Sus clases con Marucha pasaron a ser menos de matemática y más de aprender a hacer sus propios apuntes y entenderlos, contemplando el desafío que supone la dislexia y la discalculia. Con esas estrategias en su haber, Ana pudo avanzar mucho más de lo que creía apenas un tiempo antes: se inscribió en el CBC y empezó la carrera de Medicina.

“Aprendí a usar código de colores en los apuntes para que me ayude a ser ordenada y se me facilite el estudio por lo visual, más allá de las letras. Por ejemplo, en los apuntes usaba un color para diagnóstico, otro para tratamiento, y así. Y además, entendí que tenía que armar apuntes con bastante aire y pocas palabras para no fatigar la vista. Si la hoja quedaba un poco arruinada, la tiraba y empezaba de nuevo”, cuenta. A la suma de todos esos recursos la define como “higiene de la escritura”.

Ana aprende mejor viendo videos o escuchando podcasts que leyendo porque puede concentrarse mejor en ese tipo de formatos. “Cada disléxico tiene sus mañas y va descubriendo qué es lo que más le sirve. A mí escuchar me hace no confundirme tanto como cuando leo respecto de las palabras, por eso me sirve ese formato”, describe Ana. Para ella, “lo mejor es la combinación de sentidos, por ejemplo combinar la visión con lo auditivo”.

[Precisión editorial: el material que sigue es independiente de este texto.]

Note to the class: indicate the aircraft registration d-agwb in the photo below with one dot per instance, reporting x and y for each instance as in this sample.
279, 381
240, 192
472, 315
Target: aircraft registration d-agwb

Lo tiene claro: el estrés es un detonante para que aparezcan los errores de escritura, sea de letras o de números, o incluso de pronunciación de algunas palabras. “A veces cuando estoy muy nerviosa o muy cansada aparecen más esos errores, aunque también pueden aparecer sin sentirme así. Y no es que me equivoco con cosas nuevas solamente, me puedo equivocar con un dato habitual como la dirección de mi casa. Así que la clave es tratar de mantener el mayor orden posible. Lo hago también con los billetes en la billetera porque me ha pasado de entregar uno pensando que era de menor valor y perder plata”, explica. En cada “sección” de su billetera hay un tope máximo de plata para confundirse menos, y orientarse por colores es lo que más la ayuda.

Ana atravesó toda su escuela primaria y secundaria sin saber cuál era ni cómo amortiguar su dificultad de aprendizaje (Imagen Ilustrativa Infobae)

“Lo que aprendí de todo esto es que siempre hay que estar atentos a los chicos en el colegio. Cuando un adulto note que les está costando mucho, que no pueden hacer la tarea o seguir lo que pasa en clase, hay que hacerse preguntas. Sea dislexia o sea lo que sea, en la enorme mayoría de los casos lo que pasa es que a ese chico le está pasando algo, desde ser víctima de bullying hasta atravesar un trastorno del aprendizaje como tuve yo. Por eso hay que prestar atención y hacer las consultas que haga falta”, concluye.

Lo escuchó infinitas veces: “Ay, es la dislexia”. “Un montón de gente comete un error al escribir y enseguida dice ‘es la dislexia’ como en chiste o, sobre todo, como si esa fuera una manera de explicar rápidamente el error. Muchas veces yo lo termino diciendo, pero siempre con la aclaración imprescindible: ‘Perdón, es que soy disléxica. Pero en serio‘”, remata Ana, y se ríe.

Tardó unos veinte años en ponerle nombre a esa confusión en la que vivía. Ahora que ya sabe cómo se llama, la nombra cada vez que le hace falta para que la entiendan.